If the base form of the verb has a vowel-consonant ending, and if the consonant is not a silent-t, then the final consonant is doubled for single syllable verbs. If the final syllable is stressed, the final consonant is also doubled. Otherwise the final consonant is not doubled prior to inflection.

Algorithm for the Simple Past Tense

If the verb is irregular, its past tense inflection cannot be predicted, so the verb inflector simply looks up the past tense form in a dict and returns the result. A lookup is also performed for a small list of regular verbs that are either known exceptions to the rules, or which have multiple accepted spellings for the past tense forms.

If the verb is regular and not in the list of exceptions, the verb inflector checks the base form for an e ending. If the verb ends in e, a d is appended and returned as the result.

If the base form instead ends in a consonant followed by y, the y is changed to i and ed is appended and returned as the result.

If the base form ends in a vowel followed by l, both the American and British spellings are returned, as described above for the present participle. The British spelling appends led to the base form, while the American spelling only appends ed.

If the final consonant requires doubling, the verb inflector appends the proper consonant followed by ed and returns that as the result.

Otherwise, ed is appended to the base form and returned as the result.

Algorithm for the Past Participle

The past participle for irregular verbs is obtained by simple lookup. The past participle for a small number of regular verbs with multiple accepted spellings is also obained via lookup. Otherwise, the past participle for regular verbs is equivalent to the simple past tense form.

Testing the Verb Inflector

The file verb_inflector.py includes 114 test cases that can be run via the --selftest command line option. A more extensive set of 1364 verbs and all inflected forms can be found in the file inflection_truth_data.txt.

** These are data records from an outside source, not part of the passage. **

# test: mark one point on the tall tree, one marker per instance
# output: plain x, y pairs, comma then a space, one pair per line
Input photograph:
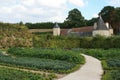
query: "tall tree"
91, 21
107, 13
75, 19
112, 15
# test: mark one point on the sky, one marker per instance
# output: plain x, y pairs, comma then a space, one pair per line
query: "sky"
14, 11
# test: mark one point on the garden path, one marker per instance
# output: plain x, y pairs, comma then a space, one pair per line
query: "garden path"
91, 70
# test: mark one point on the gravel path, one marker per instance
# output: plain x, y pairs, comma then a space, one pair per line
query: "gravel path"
91, 70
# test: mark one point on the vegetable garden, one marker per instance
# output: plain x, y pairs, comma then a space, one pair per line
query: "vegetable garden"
110, 60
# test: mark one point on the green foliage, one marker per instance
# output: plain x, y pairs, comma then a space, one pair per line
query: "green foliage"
14, 35
110, 61
91, 22
112, 75
112, 15
55, 54
37, 63
75, 19
11, 74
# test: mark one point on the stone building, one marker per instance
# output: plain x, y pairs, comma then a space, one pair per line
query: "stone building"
99, 28
56, 30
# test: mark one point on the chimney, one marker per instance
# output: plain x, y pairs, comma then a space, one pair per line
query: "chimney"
107, 24
95, 25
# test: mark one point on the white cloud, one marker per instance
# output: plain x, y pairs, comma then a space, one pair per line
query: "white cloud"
79, 3
95, 15
114, 2
35, 10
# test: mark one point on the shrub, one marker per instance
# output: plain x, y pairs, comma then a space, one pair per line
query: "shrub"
55, 54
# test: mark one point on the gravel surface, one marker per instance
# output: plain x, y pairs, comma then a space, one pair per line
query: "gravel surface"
91, 70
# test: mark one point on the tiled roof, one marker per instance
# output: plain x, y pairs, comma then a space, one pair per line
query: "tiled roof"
83, 29
101, 25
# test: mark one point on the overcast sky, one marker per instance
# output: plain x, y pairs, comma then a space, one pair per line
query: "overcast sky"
14, 11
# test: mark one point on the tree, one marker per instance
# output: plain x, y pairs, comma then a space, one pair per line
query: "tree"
107, 13
91, 21
112, 15
75, 19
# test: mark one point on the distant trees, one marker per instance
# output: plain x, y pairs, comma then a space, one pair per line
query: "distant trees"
112, 15
75, 19
91, 21
43, 25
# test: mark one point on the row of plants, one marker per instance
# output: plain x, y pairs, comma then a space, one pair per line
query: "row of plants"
46, 53
110, 60
12, 74
37, 63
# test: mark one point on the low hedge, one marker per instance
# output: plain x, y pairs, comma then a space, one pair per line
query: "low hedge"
55, 54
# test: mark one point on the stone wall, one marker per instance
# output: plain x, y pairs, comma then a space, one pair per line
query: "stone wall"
56, 31
101, 32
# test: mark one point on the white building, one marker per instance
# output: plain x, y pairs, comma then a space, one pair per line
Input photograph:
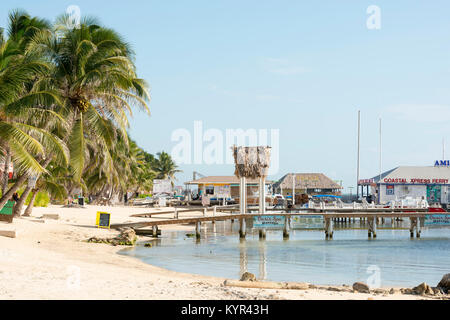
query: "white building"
432, 183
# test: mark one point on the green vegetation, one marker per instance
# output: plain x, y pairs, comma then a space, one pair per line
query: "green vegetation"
66, 95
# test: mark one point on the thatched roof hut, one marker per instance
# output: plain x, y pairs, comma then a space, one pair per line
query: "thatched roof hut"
251, 162
306, 181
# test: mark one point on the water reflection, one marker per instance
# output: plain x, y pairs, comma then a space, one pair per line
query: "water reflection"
306, 256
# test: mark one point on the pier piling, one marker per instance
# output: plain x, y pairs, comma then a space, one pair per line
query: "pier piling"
242, 228
155, 231
372, 227
262, 233
328, 228
286, 228
198, 227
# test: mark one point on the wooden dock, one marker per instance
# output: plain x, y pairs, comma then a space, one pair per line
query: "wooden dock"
370, 216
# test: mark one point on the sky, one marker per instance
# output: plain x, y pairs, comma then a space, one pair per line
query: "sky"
303, 68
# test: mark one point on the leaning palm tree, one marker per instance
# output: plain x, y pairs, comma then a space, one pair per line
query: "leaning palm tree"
23, 97
52, 183
165, 167
96, 79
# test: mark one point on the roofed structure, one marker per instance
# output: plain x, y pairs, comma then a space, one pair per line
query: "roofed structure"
415, 175
222, 180
306, 181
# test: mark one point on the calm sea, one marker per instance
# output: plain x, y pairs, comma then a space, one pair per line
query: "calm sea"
392, 258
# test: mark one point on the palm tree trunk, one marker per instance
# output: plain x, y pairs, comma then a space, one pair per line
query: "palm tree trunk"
28, 210
13, 189
5, 177
19, 205
5, 197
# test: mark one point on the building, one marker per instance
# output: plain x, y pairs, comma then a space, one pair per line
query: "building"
306, 183
427, 182
227, 187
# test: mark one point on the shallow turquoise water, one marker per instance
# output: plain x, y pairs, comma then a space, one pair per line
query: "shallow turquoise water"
396, 259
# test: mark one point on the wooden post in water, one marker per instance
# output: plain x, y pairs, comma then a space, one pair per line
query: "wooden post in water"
373, 226
155, 231
328, 228
242, 228
286, 228
197, 229
262, 233
418, 227
412, 226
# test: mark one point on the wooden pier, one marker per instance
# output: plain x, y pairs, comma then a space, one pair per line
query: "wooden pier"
370, 217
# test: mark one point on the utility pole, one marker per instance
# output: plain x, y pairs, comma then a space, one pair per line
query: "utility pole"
357, 166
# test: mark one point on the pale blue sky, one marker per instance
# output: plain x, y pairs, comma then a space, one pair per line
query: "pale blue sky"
303, 67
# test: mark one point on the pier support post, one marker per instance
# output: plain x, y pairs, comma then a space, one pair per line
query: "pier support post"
414, 224
262, 233
328, 228
418, 227
286, 228
372, 227
155, 231
197, 229
242, 228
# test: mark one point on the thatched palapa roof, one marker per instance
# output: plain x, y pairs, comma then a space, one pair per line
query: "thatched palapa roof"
251, 162
307, 181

This list consists of the unique verbs found in two sets: the set of irregular English verbs scraped from Wikipedia [5], and the set of the 1000 most common English verbs scraped from poetrysoup.com [6]. The verb_inflector will read the file, compute all inflections for each verb, and compare with the data taken from the file using this command:

python3 ./verb_inflector.py -f inflection_truth_data.txt

The code for scraping the verbs and generating the truth data file can be found in the verb_scraper folder.

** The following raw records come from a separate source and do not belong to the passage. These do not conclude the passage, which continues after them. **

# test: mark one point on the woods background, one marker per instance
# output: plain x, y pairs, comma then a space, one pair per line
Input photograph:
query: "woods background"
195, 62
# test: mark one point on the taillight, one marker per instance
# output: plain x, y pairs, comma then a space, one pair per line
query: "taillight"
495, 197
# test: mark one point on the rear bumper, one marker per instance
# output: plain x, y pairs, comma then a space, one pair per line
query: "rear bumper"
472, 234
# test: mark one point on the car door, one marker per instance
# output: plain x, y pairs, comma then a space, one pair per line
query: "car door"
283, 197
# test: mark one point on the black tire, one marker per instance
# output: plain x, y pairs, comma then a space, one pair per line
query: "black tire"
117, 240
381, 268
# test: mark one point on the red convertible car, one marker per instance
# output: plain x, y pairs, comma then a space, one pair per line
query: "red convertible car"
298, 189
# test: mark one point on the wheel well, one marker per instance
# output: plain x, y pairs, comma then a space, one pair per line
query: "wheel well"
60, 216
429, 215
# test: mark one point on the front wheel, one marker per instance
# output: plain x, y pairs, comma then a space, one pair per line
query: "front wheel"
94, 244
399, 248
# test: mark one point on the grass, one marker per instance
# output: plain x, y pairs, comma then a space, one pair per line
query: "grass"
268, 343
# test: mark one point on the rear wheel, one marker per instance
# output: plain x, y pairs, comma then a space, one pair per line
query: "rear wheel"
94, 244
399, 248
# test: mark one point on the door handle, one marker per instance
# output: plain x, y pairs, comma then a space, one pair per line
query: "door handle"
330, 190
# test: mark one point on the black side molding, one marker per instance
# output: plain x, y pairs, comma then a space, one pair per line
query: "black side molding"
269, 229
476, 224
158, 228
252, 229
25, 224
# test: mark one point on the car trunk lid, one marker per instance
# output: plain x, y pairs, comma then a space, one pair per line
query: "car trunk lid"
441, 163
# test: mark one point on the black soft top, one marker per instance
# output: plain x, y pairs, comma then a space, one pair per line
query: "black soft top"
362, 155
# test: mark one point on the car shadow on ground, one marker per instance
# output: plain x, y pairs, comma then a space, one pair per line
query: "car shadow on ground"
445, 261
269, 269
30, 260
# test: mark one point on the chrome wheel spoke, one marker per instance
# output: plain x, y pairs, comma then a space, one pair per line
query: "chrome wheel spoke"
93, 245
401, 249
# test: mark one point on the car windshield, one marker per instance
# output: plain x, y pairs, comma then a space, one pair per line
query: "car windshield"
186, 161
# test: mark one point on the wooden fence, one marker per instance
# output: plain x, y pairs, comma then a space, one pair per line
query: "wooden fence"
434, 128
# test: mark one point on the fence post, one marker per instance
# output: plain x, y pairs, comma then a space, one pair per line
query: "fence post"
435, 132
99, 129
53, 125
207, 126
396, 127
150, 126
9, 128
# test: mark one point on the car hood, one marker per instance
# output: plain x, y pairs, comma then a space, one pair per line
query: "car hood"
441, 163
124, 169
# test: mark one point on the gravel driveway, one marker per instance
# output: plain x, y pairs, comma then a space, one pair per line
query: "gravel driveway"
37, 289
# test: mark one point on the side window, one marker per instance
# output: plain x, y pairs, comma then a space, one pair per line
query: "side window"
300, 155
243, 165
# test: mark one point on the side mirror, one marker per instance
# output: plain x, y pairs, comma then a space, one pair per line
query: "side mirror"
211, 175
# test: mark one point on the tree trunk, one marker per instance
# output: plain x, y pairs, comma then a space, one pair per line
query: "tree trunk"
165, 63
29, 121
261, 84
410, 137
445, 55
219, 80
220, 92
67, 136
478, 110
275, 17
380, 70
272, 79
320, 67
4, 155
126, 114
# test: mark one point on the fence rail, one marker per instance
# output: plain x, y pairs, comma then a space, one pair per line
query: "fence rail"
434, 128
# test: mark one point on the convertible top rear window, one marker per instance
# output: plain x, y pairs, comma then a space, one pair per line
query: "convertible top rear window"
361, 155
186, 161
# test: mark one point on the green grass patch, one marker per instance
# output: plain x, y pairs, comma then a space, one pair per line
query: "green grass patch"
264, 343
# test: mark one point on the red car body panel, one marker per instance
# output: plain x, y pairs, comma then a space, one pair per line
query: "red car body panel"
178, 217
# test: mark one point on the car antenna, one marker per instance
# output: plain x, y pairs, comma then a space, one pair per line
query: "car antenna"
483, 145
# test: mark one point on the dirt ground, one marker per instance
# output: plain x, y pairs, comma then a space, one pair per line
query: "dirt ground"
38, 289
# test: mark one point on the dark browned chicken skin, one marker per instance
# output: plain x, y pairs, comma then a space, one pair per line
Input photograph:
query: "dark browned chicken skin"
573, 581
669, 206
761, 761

To generate the truth data file, change directories to the verb_scraper folder and run this command:

python3 ./scrape_verbs.py

Two output files will be generated:

  • verb_list.txt, a list of the unique verbs found
  • irregular_verbs.py, data structures imported by the verb inflector

In addition to scraping verb data, this code also corrects for some inconsistencies found between Wikipedia and the Wiktionary entries for each verb.

Copy irregular_verbs.py to the folder that contains verb_inflector.py, which should be the parent of the verb_scraper folder.

Next, scrape the inflection truth data from Wiktionary for each verb in verb_list.txt:

python3 ./scrape_inflection_data.py

This code loads the verb list, constructs the Wiktionary URL for each verb in the list, scrapes the inflection data, corrects further inconsistencies, and writes the output file raw_inflection_data.txt. Progress updates appear on the screen as the run progresses.

Finally, generate the truth data file with this command:

python3 ./process_scraped_inflection_data.py